In [1]:
# Project two part 1

# Scrape the content of Global News''s trending section and save it as a CSV.

# We want: titles, subhead, article URL, byline, article type, image URL.

# Bonus, if you want to get fancy:

#     Make the CSV file auto-updating.

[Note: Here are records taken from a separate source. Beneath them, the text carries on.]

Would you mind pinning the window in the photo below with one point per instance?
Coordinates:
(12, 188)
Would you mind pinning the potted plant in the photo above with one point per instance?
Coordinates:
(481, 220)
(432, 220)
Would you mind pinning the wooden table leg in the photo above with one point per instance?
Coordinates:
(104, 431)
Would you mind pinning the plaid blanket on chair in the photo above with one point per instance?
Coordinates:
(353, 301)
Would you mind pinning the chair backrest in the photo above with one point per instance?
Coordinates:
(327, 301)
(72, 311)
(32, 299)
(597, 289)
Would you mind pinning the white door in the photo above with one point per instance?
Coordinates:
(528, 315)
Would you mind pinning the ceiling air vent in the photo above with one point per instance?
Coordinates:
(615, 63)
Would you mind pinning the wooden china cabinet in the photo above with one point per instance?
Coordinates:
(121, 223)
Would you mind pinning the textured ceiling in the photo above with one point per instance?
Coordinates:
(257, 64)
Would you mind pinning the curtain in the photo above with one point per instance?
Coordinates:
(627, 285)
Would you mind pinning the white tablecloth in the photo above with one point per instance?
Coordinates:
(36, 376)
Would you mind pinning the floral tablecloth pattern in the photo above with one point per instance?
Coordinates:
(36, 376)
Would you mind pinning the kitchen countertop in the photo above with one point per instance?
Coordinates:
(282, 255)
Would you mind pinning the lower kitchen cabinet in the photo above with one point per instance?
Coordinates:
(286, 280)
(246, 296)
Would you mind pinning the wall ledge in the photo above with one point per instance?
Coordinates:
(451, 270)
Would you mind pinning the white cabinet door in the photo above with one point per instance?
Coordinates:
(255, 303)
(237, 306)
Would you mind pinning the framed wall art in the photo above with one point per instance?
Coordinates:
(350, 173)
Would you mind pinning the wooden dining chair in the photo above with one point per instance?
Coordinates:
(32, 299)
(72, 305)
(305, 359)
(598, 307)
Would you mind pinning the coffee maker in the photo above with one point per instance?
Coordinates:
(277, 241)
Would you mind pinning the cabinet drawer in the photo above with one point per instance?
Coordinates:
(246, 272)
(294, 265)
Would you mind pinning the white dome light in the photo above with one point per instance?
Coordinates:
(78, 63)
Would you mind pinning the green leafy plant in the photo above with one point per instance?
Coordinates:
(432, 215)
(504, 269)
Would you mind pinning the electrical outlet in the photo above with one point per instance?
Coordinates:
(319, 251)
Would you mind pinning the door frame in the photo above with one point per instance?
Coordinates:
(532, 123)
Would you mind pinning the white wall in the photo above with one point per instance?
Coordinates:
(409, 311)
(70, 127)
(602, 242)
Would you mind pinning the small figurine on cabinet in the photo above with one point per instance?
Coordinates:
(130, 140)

Use this tutorial (https://www.youtube.com/watch?v=QNKxzkNpsko) (https://jonathansoma.com/everything/git/auto-updating-scaper-viz/) 


In [2]:
#Columns: title, subhead, article URL, whether it's premium or not, byline, article type, image URL.

In [3]:
import requests
from bs4 import BeautifulSoup
import pandas as pd

url = "https://globalnews.ca/"

#for anonymnity
headers = {
    'User-Agent': 'Mozilla/5.0 (Windows NT 10.0; Win64; x64) AppleWebKit/537.36 (KHTML, like Gecko) Chrome/115.0 Safari/537.36'
}

response = requests.get(url, headers=headers)

# Check if the request was successful
if response.status_code == 200:
    doc = BeautifulSoup(response.text, 'html.parser')
    # Now you can use soup.find(), soup.find_all(), etc.
else:
    print(f"Request failed with status code: {response.status_code}")


In [4]:
with open("GlobalNews_homepage.html", "w", encoding="utf-8") as f:
    f.write(response.text)

print("HTML saved to GlobalNews_homepage.html")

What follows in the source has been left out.